Knowledge Is Power
"We can not stop natural disasters, but we can arm ourselves with knowledge. So many lives wouldn't have to be lost if there was enough disaster preparedness."
- Petra Nemcova
Many of us in the cancer community have had our fair share of experiences with genetic testing. Whether it is because of a family history of cancer, or because of our own diagnosis, many have had to hand over our blood and spit to be used for testing of cancer causing mutations. Genetic testing is often seen as both a blessing and a curse.
Burying our heads in the sand about our own risks might temporarily allow us to avoid anxiety and an overwhelming sense of responsibility, but facing out cancer risk is not something we should avoid. There is enormous personal power we yield when we take responsibility for our health and become better informed about our risk factors. Knowledge is power- it permits us the possibility to be proactive with our health and lives.
Women and men can be tested for several genetic mutations including the BRCA1 and BRCA2 genes, ATM gene, or variations in the MSH1 or MSH2 genes for Lynch Syndrome. Some test positive for these mutations and take necessary steps in precautions for themselves and their families. But what about those of us who test negative for a hereditary cancer mutation? What if there were a more comprehensive way to assess our lifetime risk for cancer?
Enter Myriad Genetics. Myriad is the diagnostic company that discovered the Breast Cancer gene (BRCA1) and developed the myRisk Hereditary test. Recently, they developed and released a test called riskScore that is able to predict the 5 year to lifetime risk of breast cancer in women of European descent. (Hopefully advancements in the riskScore test will be more inclusive in the near future.)
The riskScore test utilizes an algorithm providing a precise measure to predict patients individualized cancer risk based on 86 genetic markers called single nucleotide polymorphisms (or SNPs, for short).
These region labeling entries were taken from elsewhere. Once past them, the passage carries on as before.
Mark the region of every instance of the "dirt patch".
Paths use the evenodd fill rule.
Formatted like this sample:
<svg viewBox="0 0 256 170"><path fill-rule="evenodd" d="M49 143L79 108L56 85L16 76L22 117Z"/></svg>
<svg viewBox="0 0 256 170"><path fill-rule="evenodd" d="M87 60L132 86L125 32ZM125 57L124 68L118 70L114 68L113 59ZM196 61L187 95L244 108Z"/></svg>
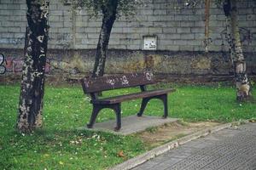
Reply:
<svg viewBox="0 0 256 170"><path fill-rule="evenodd" d="M182 138L195 132L205 129L207 128L219 125L218 122L177 122L165 124L158 128L150 128L137 135L149 148L161 145L169 141Z"/></svg>

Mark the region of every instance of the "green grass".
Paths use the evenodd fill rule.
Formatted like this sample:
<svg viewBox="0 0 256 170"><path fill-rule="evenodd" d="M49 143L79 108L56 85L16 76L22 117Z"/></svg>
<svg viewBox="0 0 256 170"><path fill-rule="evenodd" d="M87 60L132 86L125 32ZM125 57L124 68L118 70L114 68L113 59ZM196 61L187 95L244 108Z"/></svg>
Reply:
<svg viewBox="0 0 256 170"><path fill-rule="evenodd" d="M232 122L256 117L256 104L236 102L232 87L176 88L168 99L171 117L189 122ZM103 95L138 91L119 89ZM91 113L90 99L83 94L80 86L46 86L43 129L31 135L19 134L15 128L19 94L19 85L0 86L0 169L106 169L148 150L135 136L76 130L88 122ZM139 99L123 103L123 116L134 115L139 107ZM161 116L161 102L151 100L145 114ZM113 111L106 109L97 122L114 118ZM126 157L118 156L121 150Z"/></svg>

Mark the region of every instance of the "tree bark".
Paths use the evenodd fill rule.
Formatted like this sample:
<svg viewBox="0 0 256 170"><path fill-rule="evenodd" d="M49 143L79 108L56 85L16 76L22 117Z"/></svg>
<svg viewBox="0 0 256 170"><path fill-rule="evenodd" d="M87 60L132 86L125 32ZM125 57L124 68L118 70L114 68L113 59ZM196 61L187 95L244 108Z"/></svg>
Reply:
<svg viewBox="0 0 256 170"><path fill-rule="evenodd" d="M27 24L17 129L31 133L43 124L49 0L26 0Z"/></svg>
<svg viewBox="0 0 256 170"><path fill-rule="evenodd" d="M247 77L246 60L242 54L237 23L236 0L225 0L224 11L227 22L227 40L234 67L236 99L244 101L252 98L252 87Z"/></svg>
<svg viewBox="0 0 256 170"><path fill-rule="evenodd" d="M108 0L106 6L102 7L102 24L96 48L96 60L92 77L102 76L104 74L107 50L111 30L116 19L118 0Z"/></svg>

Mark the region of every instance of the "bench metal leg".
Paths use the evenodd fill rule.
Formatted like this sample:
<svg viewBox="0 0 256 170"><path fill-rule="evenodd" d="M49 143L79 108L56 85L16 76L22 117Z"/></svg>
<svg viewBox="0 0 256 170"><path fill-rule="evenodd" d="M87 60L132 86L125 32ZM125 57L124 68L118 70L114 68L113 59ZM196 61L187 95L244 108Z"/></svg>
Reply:
<svg viewBox="0 0 256 170"><path fill-rule="evenodd" d="M90 116L90 122L89 122L89 124L87 124L88 128L92 128L92 127L95 123L95 121L98 116L98 113L100 112L100 110L102 109L103 109L102 106L98 105L93 105L93 109L92 109L92 113Z"/></svg>
<svg viewBox="0 0 256 170"><path fill-rule="evenodd" d="M162 100L164 103L164 116L163 116L163 117L166 118L168 116L168 104L167 104L168 97L167 97L167 94L166 94L160 95L160 96L159 96L159 99L160 100Z"/></svg>
<svg viewBox="0 0 256 170"><path fill-rule="evenodd" d="M102 109L109 108L113 109L116 114L116 127L114 128L115 131L119 131L121 128L121 105L112 104L112 105L93 105L92 113L90 116L90 122L87 124L88 128L92 128L95 121L98 116L98 113Z"/></svg>
<svg viewBox="0 0 256 170"><path fill-rule="evenodd" d="M116 114L116 127L114 128L114 131L119 131L121 128L121 105L113 105L113 110Z"/></svg>
<svg viewBox="0 0 256 170"><path fill-rule="evenodd" d="M168 100L167 100L168 98L167 98L167 94L162 94L162 95L158 95L158 96L153 96L153 97L149 97L149 98L143 98L140 111L137 114L137 116L143 116L148 102L152 99L158 99L162 100L162 102L164 103L164 116L163 116L163 117L166 118L168 116L168 104L167 104L168 103Z"/></svg>
<svg viewBox="0 0 256 170"><path fill-rule="evenodd" d="M137 114L137 116L143 116L144 110L146 108L146 105L147 105L148 102L149 101L149 99L151 99L151 98L143 98L143 99L140 111Z"/></svg>

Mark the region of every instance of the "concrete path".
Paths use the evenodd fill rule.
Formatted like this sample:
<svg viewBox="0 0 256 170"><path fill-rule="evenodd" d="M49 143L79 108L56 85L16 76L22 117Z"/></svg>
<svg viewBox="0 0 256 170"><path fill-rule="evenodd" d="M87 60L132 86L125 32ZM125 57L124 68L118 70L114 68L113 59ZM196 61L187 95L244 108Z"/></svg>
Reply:
<svg viewBox="0 0 256 170"><path fill-rule="evenodd" d="M144 131L148 128L158 127L166 123L177 122L177 118L167 117L166 119L160 116L137 116L136 115L122 117L122 128L119 132L114 132L113 128L116 125L116 120L111 120L104 122L97 122L93 128L86 127L79 128L79 129L88 129L93 131L109 132L117 134L129 135L131 133Z"/></svg>
<svg viewBox="0 0 256 170"><path fill-rule="evenodd" d="M189 142L133 170L256 170L256 123Z"/></svg>

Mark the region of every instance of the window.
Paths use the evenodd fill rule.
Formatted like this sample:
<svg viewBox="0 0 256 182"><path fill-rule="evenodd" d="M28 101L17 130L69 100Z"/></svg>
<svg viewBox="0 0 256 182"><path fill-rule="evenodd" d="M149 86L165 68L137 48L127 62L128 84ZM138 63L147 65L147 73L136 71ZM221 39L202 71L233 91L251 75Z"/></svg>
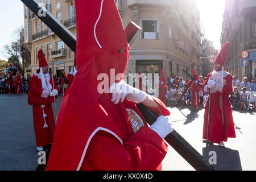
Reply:
<svg viewBox="0 0 256 182"><path fill-rule="evenodd" d="M25 10L24 11L24 15L25 16L25 18L27 18L27 7L25 7Z"/></svg>
<svg viewBox="0 0 256 182"><path fill-rule="evenodd" d="M49 56L52 55L52 45L48 46L48 54Z"/></svg>
<svg viewBox="0 0 256 182"><path fill-rule="evenodd" d="M43 22L42 22L42 23L41 23L41 31L44 31L44 23Z"/></svg>
<svg viewBox="0 0 256 182"><path fill-rule="evenodd" d="M64 48L64 42L61 41L57 43L57 49Z"/></svg>
<svg viewBox="0 0 256 182"><path fill-rule="evenodd" d="M141 39L159 39L159 21L158 20L142 19Z"/></svg>
<svg viewBox="0 0 256 182"><path fill-rule="evenodd" d="M75 17L75 5L72 5L69 6L69 19L74 18Z"/></svg>
<svg viewBox="0 0 256 182"><path fill-rule="evenodd" d="M254 38L256 38L256 19L254 21Z"/></svg>
<svg viewBox="0 0 256 182"><path fill-rule="evenodd" d="M36 49L36 64L38 64L38 52L40 50L40 48L37 48Z"/></svg>
<svg viewBox="0 0 256 182"><path fill-rule="evenodd" d="M25 37L27 38L27 26L25 26Z"/></svg>
<svg viewBox="0 0 256 182"><path fill-rule="evenodd" d="M36 23L36 32L38 33L39 32L39 23Z"/></svg>
<svg viewBox="0 0 256 182"><path fill-rule="evenodd" d="M57 19L58 19L59 21L61 22L62 19L61 11L60 11L57 14Z"/></svg>
<svg viewBox="0 0 256 182"><path fill-rule="evenodd" d="M46 47L43 47L42 48L42 50L43 51L44 56L46 56Z"/></svg>
<svg viewBox="0 0 256 182"><path fill-rule="evenodd" d="M169 27L168 34L169 34L169 38L170 39L172 39L172 28L171 27Z"/></svg>

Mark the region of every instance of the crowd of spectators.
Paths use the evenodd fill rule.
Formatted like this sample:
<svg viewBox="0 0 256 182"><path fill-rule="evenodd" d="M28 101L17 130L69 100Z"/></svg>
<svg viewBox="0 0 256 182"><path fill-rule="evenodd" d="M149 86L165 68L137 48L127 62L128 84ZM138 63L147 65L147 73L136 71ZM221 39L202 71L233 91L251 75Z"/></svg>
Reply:
<svg viewBox="0 0 256 182"><path fill-rule="evenodd" d="M15 93L15 87L16 83L15 82L16 77L13 76L12 80L14 81L13 84L13 89L12 93L11 94ZM0 94L7 94L7 89L8 89L8 83L7 80L9 77L5 75L1 75L0 76ZM30 80L29 78L22 78L22 93L28 93L28 89L30 87Z"/></svg>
These SNPs seem to hold the key in identifying patients at increased risk in developing breast cancer in their lives, even if they had previously tested negative for genetic mutations like BRCA1 and BRCA2.
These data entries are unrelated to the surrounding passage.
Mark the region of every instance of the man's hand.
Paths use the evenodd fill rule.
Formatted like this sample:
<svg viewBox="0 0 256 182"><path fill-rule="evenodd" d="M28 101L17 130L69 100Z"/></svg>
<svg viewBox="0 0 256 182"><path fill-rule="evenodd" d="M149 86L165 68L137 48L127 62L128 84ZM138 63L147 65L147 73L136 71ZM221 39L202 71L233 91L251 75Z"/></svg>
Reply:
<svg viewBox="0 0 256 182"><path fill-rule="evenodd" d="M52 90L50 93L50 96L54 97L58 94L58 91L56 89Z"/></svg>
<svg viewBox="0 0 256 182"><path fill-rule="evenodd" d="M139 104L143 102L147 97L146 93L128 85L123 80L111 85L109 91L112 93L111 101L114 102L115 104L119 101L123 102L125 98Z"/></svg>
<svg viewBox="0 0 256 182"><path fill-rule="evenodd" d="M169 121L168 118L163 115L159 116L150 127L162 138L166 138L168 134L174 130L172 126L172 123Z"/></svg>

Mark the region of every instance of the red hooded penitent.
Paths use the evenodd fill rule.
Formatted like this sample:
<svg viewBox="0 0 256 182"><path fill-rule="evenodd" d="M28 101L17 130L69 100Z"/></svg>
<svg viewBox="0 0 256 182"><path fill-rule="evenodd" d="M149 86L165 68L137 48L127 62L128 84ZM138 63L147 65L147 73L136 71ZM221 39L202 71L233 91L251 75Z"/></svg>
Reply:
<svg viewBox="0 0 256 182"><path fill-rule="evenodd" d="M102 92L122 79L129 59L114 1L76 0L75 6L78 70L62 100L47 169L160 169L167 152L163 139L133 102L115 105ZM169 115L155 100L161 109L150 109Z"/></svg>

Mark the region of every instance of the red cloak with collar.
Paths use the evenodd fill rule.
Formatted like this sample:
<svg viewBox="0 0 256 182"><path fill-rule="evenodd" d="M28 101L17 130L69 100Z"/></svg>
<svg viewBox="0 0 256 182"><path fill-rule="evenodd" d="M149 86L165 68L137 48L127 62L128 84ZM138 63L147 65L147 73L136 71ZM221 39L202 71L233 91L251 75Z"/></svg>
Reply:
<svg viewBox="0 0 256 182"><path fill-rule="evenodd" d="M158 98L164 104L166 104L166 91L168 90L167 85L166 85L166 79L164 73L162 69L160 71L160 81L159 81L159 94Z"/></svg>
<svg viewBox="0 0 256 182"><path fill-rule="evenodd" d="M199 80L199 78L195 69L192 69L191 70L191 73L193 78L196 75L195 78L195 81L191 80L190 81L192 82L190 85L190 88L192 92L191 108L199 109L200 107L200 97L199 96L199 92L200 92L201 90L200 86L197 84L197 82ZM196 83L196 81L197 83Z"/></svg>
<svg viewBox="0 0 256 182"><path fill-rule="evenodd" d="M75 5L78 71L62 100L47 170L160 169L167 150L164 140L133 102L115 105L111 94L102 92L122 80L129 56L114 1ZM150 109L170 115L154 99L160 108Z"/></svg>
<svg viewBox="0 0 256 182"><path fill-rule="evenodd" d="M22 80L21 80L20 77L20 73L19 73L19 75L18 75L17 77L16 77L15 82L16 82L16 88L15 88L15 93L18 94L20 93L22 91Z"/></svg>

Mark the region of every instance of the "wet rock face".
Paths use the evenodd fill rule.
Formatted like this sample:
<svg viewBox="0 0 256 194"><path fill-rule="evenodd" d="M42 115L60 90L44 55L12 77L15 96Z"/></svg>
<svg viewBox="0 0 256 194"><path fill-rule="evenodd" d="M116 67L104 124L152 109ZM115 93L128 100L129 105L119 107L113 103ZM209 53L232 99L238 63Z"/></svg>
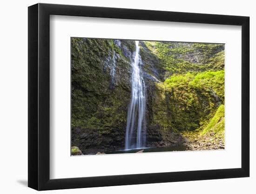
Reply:
<svg viewBox="0 0 256 194"><path fill-rule="evenodd" d="M71 40L72 145L83 154L122 149L135 42L85 38ZM163 68L163 61L145 43L140 41L139 46L146 86L147 145L183 145L187 141L180 131L198 128L200 118L223 102L211 89L206 92L190 91L186 86L171 89L162 87L172 73ZM204 55L200 49L177 54L176 57L203 64ZM216 50L213 54L223 47ZM192 106L187 106L189 100Z"/></svg>

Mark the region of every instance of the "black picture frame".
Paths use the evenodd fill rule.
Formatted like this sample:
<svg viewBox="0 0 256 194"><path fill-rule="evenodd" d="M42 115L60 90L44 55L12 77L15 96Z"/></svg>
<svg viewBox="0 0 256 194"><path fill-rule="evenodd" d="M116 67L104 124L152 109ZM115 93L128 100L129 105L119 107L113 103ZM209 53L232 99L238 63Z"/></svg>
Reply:
<svg viewBox="0 0 256 194"><path fill-rule="evenodd" d="M50 179L50 15L242 26L242 167ZM248 177L249 174L249 17L47 4L28 7L28 187L38 190Z"/></svg>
Gaining more knowledge about one's lifetime risk in developing breast cancer can cause anxiety, but it also has the ability to empower individuals to be responsible for their health. Patients who score above 20% on the riskScore test may be candidates for additional medical screenings (i.e. more frequent mammograms, ultrasounds or checkups), and those who score above 35% on the riskScore test may be candidates for more aggressive medical interventions, such as preventative mastectomies.
How about you? Would you want to know your lifetime cancer risk? Do you view that knowledge as a blessing or a curse?